Tem-se, portanto, situação que fere de morte o princípio constitucional implícito da proporcionalidade. Para condutas que lesam primariamente o mesmo bem jurídico, penas potencialmente diversas. É incongruente. Isso mostra, também no plano penal, uma proteção jurídica insuficiente em uma situação de especial intento protetivo do legislador. Há, ademais, déficit na proteção da realização de eleições livres, eis que a apropriação de recursos ou valores destinados ao financiamento eleitoral é um ato atentatório ao Estado Democrático de Direito e à própria democracia[7].

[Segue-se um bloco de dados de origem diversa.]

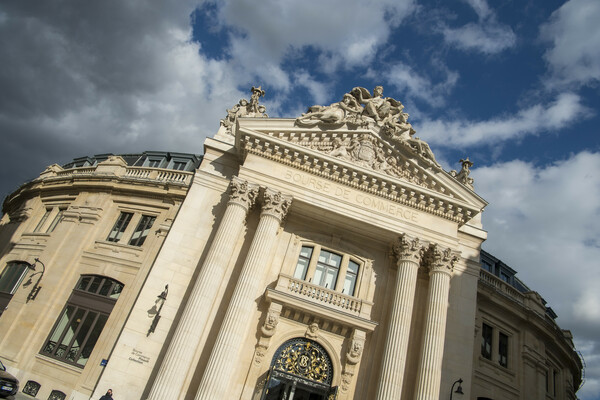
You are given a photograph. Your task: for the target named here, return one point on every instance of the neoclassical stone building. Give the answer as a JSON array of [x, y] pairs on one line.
[[327, 256]]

A conclusão a que se chega é que existe um caminho longo a se percorrer na construção de uma representatividade adequada da sociedade brasileira no Congresso e que ela confronta com uma ideia de política como atividade privada[8]. Que mesmo com o advento de uma incipiente legislação protetiva e afirmativa, se não forem estabelecidas mais regras de tutela jurídica eficaz dessas políticas de incorporação, o avanço pretendido será prejudicado ou tornado inútil pela sempre robusta resistência dos grupos sedimentados nas posições de mando. É certo que existe bastante resistência venal à democratização dos espaços de poder, afinal, “na democracia brasileira, as eleições são um grande negócio”[9]. Mas esse enfrentamento em busca de aperfeiçoamentos nas funções de representação é inevitável, eis que não se deve esquecer que “a política é o único poder ao alcance dos que não têm poder”[10].


[1] https://brasilemsintese.ibge.gov.br/populacao/distribuicao-da-populacao-por-sexo.html. Consultado em 22/2/2019, às 11h36.

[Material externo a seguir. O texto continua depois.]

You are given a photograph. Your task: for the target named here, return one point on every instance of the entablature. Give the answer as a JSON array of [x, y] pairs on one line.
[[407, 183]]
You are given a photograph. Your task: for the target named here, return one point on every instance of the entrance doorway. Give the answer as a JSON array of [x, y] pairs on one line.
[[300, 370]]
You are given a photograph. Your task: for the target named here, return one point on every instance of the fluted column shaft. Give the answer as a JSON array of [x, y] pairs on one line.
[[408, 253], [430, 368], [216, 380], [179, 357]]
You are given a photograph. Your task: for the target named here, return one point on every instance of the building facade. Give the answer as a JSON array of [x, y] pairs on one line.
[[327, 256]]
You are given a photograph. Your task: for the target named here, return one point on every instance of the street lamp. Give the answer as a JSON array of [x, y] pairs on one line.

[2] http://archive.ipu.org/wmn-e/classif.htm. Consultado em 11/3/2019, às 8h56.
[3] Argentina aumenta cota de mulheres no Congresso para 50%. In: https://www1.folha.uol.com.br/mundo/2019/03/argentina-aumenta-cota-de-mulheres-no-congresso-para-50.shtml. Consultado em 11/3/2019, às 8h51.
[4] TRE-RS – RE: 78107 IBIRAPUITÃ – RS, Relator: DR. EDUARDO AUGUSTO DIAS BAINY, Data de Julgamento: 11/07/2017, Data de Publicação: DEJERS – Diário de Justiça Eletrônico do TRE-RS, Tomo 122, Data 13/07/2017, Página 6.

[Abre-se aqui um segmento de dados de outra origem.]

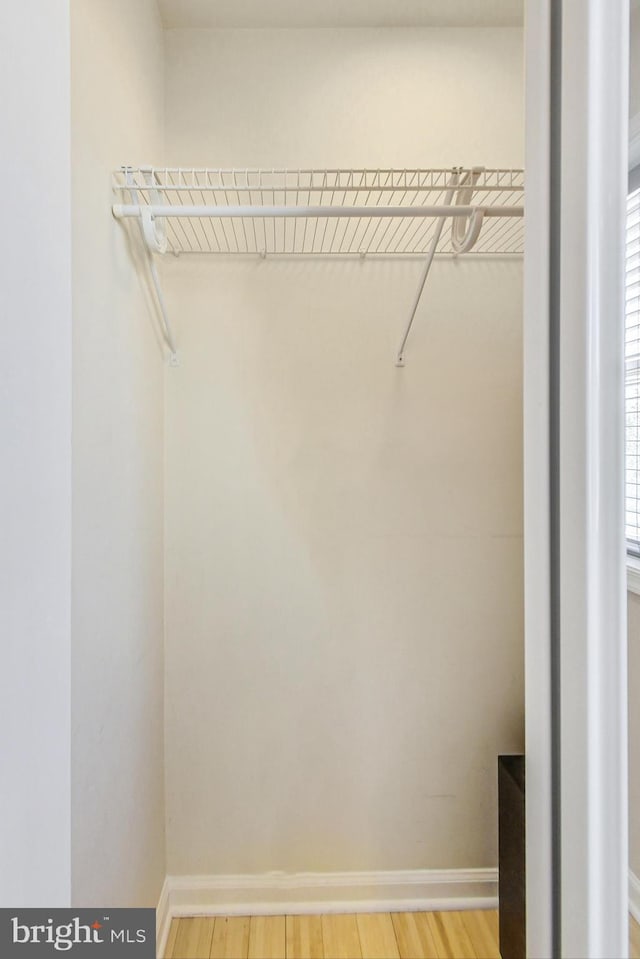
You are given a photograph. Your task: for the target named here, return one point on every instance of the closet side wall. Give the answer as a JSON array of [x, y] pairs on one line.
[[344, 538], [35, 479], [118, 832], [633, 601]]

[5] TRE-SP – RE: 40989 CAFELÂNDIA – SP, Relator: MARCUS ELIDIUS MICHELLI DE ALMEIDA, Data de Julgamento: 21/11/2017, Data de Publicação: DJESP – Diário da Justiça Eletrônico do TRE-SP, Data 27/11/2017.
[6] Recurso em Habeas Corpus nº 2848, Acórdão, Relator(a) Min. Gilmar Mendes, Publicação: DJE – Diário de justiça eletrônico, Tomo 229, Data 04/12/2014, Página 11-12.
[7] “Megaprincípio que transluz em cada um dos fundamentos da República Federativa do Brasil (incisos I a V do art. 1º da Carta de 1988) e em toda cláusula pétrea explícita da nossa atual experiência constitucional (incisos I a IV do § 4º do art. 60 da mesma Constituição cidadã”. BRITTO, Carlos Ayres. Teoria da constituição. Rio de Janeiro: Forense, 2003, p. 183.
[8] “Há duas maneiras de fazer política. Ou se vive ‘para’ a política ou se vive ‘da’ política”. WEBER, Max. Ciência e política: duas vocações. Tradução: Leônidas Hagenberg. 18ª ed., São Paulo: Cultrix, 2011, p. 78.
[9] SAAD-DINIZ, Eduardo. MARCOANTONIO, Jonathan Hernandes. Financiamento corporativo de campanha eleitoral: controle, transparência e integridade. Boletim Ibccrim, ano 23, nº. 266, p. 05.
[10] INNERARITY, Daniel. A política em tempos de indignação: a frustração política e os riscos para a democracia. Tradução: João Pedro George. Rio de Janeiro: LeYa, 2017, p. 18.